Swiss railways faced an uphill struggle
Switzerland’s railways are today held up as a model of efficiency, with one of the most extensive networks in Europe and trains running like clockwork.
But they were slow to work up a head of steam, and when the first line came into service in 1847, it was already 20 years behind the times.
The 23.3-kilometre track linking Zurich to Baden was small compared with those already stretching across the rest of the continent.
But if Switzerland was slow off the mark, it was because politics and geography put the brakes on progress.
“You have to remember that in the first half of the 19th century, Switzerland was nothing more that a loose alliance of states,” said Kilian Elsasser, director of Lucerne’s transport museum.
“The cantons oversaw early railway development, and they were too small to consider projects like a line between Geneva and Zurich.”
Tough landscape
Switzerland’s mountainous landscape also hampered development of the railways, which meant the first train services appeared only around major towns and cities.
But the enthusiasm for railways overcame these difficulties by the middle of the century. In a few decades, with the help of German, French and Italian investors, Switzerland had caught up with its neighbours.

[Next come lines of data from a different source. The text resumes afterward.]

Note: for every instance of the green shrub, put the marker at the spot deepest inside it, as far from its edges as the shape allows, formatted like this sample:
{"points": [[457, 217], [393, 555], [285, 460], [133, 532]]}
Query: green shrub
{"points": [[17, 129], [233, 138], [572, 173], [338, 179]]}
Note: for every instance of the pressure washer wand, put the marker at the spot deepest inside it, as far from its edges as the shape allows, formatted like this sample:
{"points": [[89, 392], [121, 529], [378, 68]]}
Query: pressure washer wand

The Gotthard line was opened in 1882, putting Basel just ten hours away from Chiasso, on the Italian border.
People from all over Europe came to admire the project with its soaring bridges and its 15-kilometre tunnel, and it was even compared at the time to the Suez Canal.
What visitors tended to overlook was the living hell the construction workers, who were mostly Italian, went through. At least 199 of them gave their lives for the Gotthard.
National railways
Nothing, however, could stand in the way of progress. A large majority of Swiss citizens voted in 1898 to nationalise most of the rail network, owned at the time by five major and 26 smaller companies.
“Most companies were losing money, and investors weren’t interested in putting funds into railway projects,” Elsasser told swissinfo.
“On the other hand, the federal state, which had become much stronger, realised that it had an obligation to ensure the survival of the rail network.”
Like many historians, Elsasser believes that the price – over SFr1 billion – was too much.
“It was important at the time, though, to buy everything in one single purchase,” he added.
“The Swiss government didn’t like the idea that foreign shareholders could possibly control the railway network.”
The Swiss Federal Railways inherited rundown tracks and rolling stock, and had to invest massively during the first decades of the 20th century to upgrade its facilities and electrify its network.